Performance analysis of 200G transceivers for next-generation intra-datacenter VCSEL-MMF links

In recent years, with the availability to the general public of large language models (LLMs), we have seen an unprecedented pressure on the development of datacenters. Training LLMs over thousands of GPUs requires parallel computation and communication: it is important to efficiently scale capacity, size and power consumption. Photonic technologies are needed to keep up with these trends. An area of applications where optical links have already been successfully employed is intra-datacenter connections. Short links connecting spine switches, leaf switches and server racks, are nowadays usually based on multi-mode fibers (MMF) and vertical cavity surface emitting laser (VCSEL) sources.
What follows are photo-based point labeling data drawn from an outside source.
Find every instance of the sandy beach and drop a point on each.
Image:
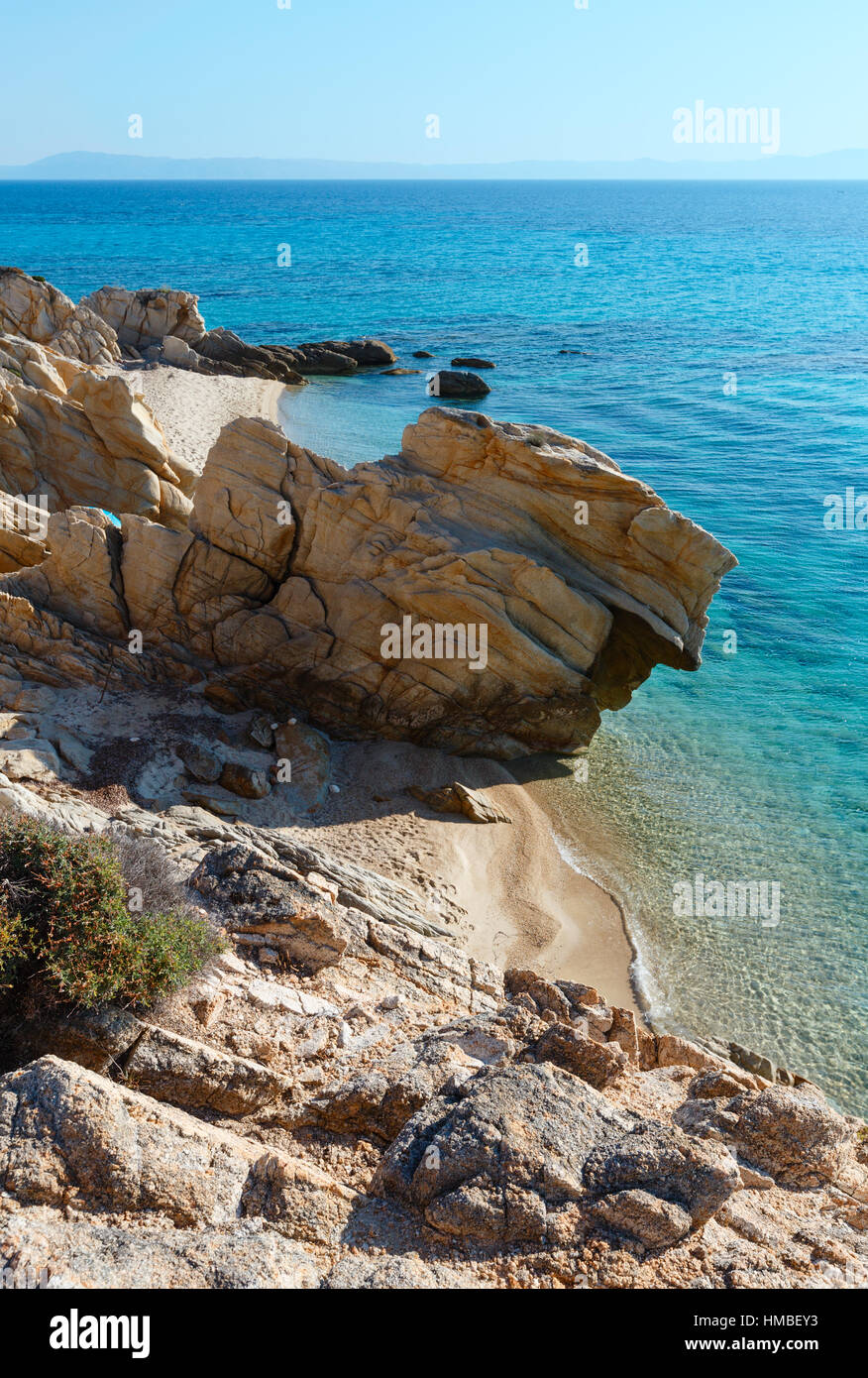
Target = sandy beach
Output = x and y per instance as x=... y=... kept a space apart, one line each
x=193 y=408
x=506 y=887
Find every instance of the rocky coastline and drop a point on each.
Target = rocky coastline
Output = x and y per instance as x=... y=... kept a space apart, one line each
x=363 y=1091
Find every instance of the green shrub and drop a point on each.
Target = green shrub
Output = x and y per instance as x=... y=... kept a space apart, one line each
x=69 y=933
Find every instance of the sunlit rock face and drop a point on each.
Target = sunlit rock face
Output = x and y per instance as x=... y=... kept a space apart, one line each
x=487 y=590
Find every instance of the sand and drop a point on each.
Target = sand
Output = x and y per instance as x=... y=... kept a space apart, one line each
x=193 y=408
x=504 y=889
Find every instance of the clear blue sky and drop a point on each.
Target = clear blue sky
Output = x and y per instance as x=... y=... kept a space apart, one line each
x=356 y=78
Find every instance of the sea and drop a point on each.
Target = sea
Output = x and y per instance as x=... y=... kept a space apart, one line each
x=716 y=347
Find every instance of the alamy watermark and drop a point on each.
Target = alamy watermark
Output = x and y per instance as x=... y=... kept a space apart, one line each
x=734 y=124
x=436 y=641
x=846 y=512
x=705 y=898
x=25 y=515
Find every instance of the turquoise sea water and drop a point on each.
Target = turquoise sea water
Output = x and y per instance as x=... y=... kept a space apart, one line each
x=755 y=766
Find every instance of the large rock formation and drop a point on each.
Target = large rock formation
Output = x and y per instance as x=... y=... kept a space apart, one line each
x=447 y=596
x=397 y=1113
x=38 y=310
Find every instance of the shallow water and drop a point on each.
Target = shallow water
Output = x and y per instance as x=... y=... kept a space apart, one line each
x=752 y=767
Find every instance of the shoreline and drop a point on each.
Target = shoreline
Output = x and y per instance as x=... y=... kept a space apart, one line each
x=510 y=893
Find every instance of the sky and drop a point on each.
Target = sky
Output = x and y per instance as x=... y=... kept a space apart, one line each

Solutions with 100G per lane are becoming commercially available, also for short wavelength division multiplexing (SWDM) systems, but there is a push towards higher rates. To keep up with the increased throughput demand, 200G per lane is expected to be the next step, but this poses new challenges in the design and fabrication of the transceiver (TRX). In this paper, we define requirements for the next-generation 200G TRXs, considering different options for the modulation format and the equalization strategy, and we validate them with a statistical study over a large set of OM3 and OM4 fibers. We show that the maximum reach can be 20 m and 30 m, respectively for OM3 and OM4, on all wavelengths of the SWDM.